Le 3 octobre 2023, la Cour nationale du droit d’asile (CNDA) a reconnu (Cour nationale du droit d’asile (CNDA), 3 octobre 2023, n°22037537) l’existence d’un groupe social de femmes afghanes, ouvrant le droit au statut de réfugié. Quid de la position d’Amnesty International sur la protection des femmes afghanes ?

Dans notre rapport conjoint de mai 2023 avec ICJ, nous présentons une analyse juridique des raisons pour lesquelles les femmes et les filles fuyant les persécutions en Afghanistan devraient automatiquement être considérées comme des réfugiées ayant besoin d’une protection internationale, au nom de la Convention de Genève de 1951, compte tenu du caractère systématique et organisé des violences qu’elles subissent.

La ministre de l’Europe et des Affaires étrangères Catherine Colonna déclarait en 2019 mettre en place une diplomatie féministe en mobilisant le réseau diplomatique.
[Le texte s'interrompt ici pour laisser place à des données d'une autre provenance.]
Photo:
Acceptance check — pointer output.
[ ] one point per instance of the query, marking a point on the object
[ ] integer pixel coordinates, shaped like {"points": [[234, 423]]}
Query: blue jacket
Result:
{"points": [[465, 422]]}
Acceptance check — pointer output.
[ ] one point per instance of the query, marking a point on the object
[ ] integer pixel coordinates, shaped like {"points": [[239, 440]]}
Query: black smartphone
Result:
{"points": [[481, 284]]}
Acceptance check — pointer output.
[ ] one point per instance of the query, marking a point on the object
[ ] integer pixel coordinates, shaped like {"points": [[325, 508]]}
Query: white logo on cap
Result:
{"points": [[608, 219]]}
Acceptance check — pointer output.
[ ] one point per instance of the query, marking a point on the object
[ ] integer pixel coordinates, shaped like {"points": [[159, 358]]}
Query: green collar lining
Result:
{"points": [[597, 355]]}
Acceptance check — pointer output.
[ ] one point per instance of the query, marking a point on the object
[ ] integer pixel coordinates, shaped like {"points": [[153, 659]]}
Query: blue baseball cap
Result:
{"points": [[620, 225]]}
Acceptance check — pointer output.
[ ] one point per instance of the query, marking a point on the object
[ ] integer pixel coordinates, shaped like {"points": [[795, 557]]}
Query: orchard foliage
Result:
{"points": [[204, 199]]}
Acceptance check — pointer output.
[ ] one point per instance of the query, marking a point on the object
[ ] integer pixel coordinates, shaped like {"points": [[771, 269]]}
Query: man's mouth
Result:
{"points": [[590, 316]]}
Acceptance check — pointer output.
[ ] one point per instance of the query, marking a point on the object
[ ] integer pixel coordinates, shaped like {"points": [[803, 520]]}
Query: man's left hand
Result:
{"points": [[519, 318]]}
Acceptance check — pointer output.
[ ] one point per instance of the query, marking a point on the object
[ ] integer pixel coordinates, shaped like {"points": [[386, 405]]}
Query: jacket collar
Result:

De quels outils dispose le gouvernement pour agir dans le futur ?

La France pourrait par exemple réduire les délais d’examen des demandes de visa (un renforcement des ressources humaines est nécessaire), permettre le dépôt du dossier en ligne en limitant les rendez-vous physiques pour éviter aux personnes d’être en situation irrégulière en Iran ou au Pakistan, faciliter la délivrance de laissez-passer en cas d’absence de passeport et enfin, annoncer publiquement la reconnaissance automatique du statut de réfugiée aux femmes et filles afghanes sur la base de la persécution liée au genre.